Yes, it has its naysayers, but Wikipedia is an amazing repository of odd and little known facts to amaze and delight the perpetually curious. For instance, apparently there is a mythical African tribe called the Bouda comprised of "werehyenas," i.e., able to transform into hyenas. A similar notion can be found in the folklore of the Bornu tribe in Nigeria; they even have a specific word that translates, "I change myself into a hyena" (bultungin).
Perhaps such myths endure because the spotted hyena (Crocuta crocuta) in particular has a very rich repertoire of sound the use when communicating with each other. Hyenas have a bit of a bad rap as low-life scavengers — a trio of them were villains in The Lion King, in fact, whose high-pitched shrieking maniacal laughter gave my 8-year-old niece nightmares. But in fact, they hunt and kill most of their prey, usually by cooperating with each other in the hunt. Hyenas are very complex social animals, living in large clans, each dominated by an alpha-female. Go, matriarchy!
And like any organized society, a certain number of rules have evolved to govern the pack interactions. Quarrels are rare and easily resolved with a few loud noises and a couple of well-placed nits. There's a certain amount of socially acceptable grooming between mothers and cubs, and like most canine pack animals, the standard greeting involves lots of sniffing and careful inspection of the genitalia, although Wikipedia notes that "adult males rarely greet with females in this matter." (Quel turnoff!) Males rank dead last in the social hierarchy. So male hyenas tend to be smaller and less aggressive. Interestingly, the calmer and more docile males are preferred as mates, rather than the more aggressive ones. They tend to be patient, too, since the females will let the courtship drag for as long as a year before succumbing.
Such a complicated social structure requires a fairly sophisticated communication system. We've already mentioned the giggling: that high-pithed cackling laugh that freaked out my young niece. Ironically, it appears to be a sound associated with intense fear, since it's usually emitted by hyenas who are being chased by predators. There's also yelling — more of a roaring scream emitted by hyenas seeking to evade attackers.
Lowing indicates impatience ("It's my turn to feast on the kill!"), while the whoop is more of a contact call. It can vary in pitch and intensity, but a fast whoop seems to be rallying cry during a kill or other type of conflict. And each hyena has its own unique trademark whoop used for identification purposes. The most common sound hyenas make is the groan, but there are several different types, ranging from a low growling noise to softer, more tonal sounds used when greeting. Bioacousticians have classified them into different groups, based on acoustical characteristics of the various groans. It seems the hyenas can modulate the sounds they make depending on the behavioral contexts.
We tend to associate hyenas with giggling — the laughing hyena — but it seems that a hyena's giggle might be less telling than its groan. Researchers at the University of California, Berkeley, have studied the acoustic properties of the various "vocalizations" of the spotted hyena. They find that the giggle is used more frequently in competitive situations — haggling over prey, shooting hoops on the Savannah — while loud whooping calls are used more for long-distance communication.
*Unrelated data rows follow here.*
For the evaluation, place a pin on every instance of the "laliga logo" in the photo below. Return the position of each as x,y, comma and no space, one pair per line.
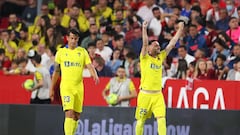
184,99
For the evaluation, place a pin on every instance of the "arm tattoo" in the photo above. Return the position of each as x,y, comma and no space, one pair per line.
57,67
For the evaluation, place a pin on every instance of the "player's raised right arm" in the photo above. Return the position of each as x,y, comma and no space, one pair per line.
55,77
145,38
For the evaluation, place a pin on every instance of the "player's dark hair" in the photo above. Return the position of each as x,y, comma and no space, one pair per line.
91,44
118,37
2,51
221,56
37,58
74,31
183,46
131,55
155,9
76,5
Hyena groans were the focus of UCB's Frederic Theunissen's talk last week at Acoustics '08 in Paris. To decipher the meaning of these vocal signals, Theunissen and two colleagues — Suzanne Page and Steve Glickman — presented adult hyenas with three different objects: unfamiliar spotted hyena cubs (who might not have enjoyed being thus objectified), big meaty bones, and an empty transport cage in which bones or cubs had been housed on other experiments. The results: the cubs elicited more groans from more hyenas than any of the other objects, and those groans had a lower fundamental frequency, and were less "tonal" than the groans produced in response to the bones or empty cage. (You can hear sound samples of the vocalizations here.)
Theunissen acknowledges that the exact meaning of the specific types of groans isn't quite clear; it's not like they can ask the animals, "So, what did you mean by that?" And so far they on;y have a limited number of recordings of the vocalizations — not enough to draw many definitive conclusions. One might assume that the groans directed at the cubs would be friendly, particularly from female hyenas, except in this case the cubs were unrelated. The groans might have been a warning signal instead. (I guess it depends on how hyenas feel about adoption — and as an adopted child, I can joke about that.) Per Theunissen:
It is possible that the lower pitch and less musical growls produced to the meaty bone signal a more aggressive approach ("that bone is mine") while the more tonal and higher pitch groan signal signifies a friendly approach ("it is ok little cub"). But given that our cubs were unrelated to the subjects in the experiment, and that deception is also a possibility ("it is okay little but I might kill you"), we have to be careful when we attempt to associate a meaning to the sounds.
Theunissen's team also studies the groans elicited by mother hyenas to their own cub in the same situation, which turned out to be more tonal and of higher pitch than those used toward an unfamiliar cub. More studies are being planned. Offhand, I'd have to agree with Theunissen when he says, "Human language might be unique in its complexity and flexibility, but hyena vocalizations are more telling than any of us could imagine."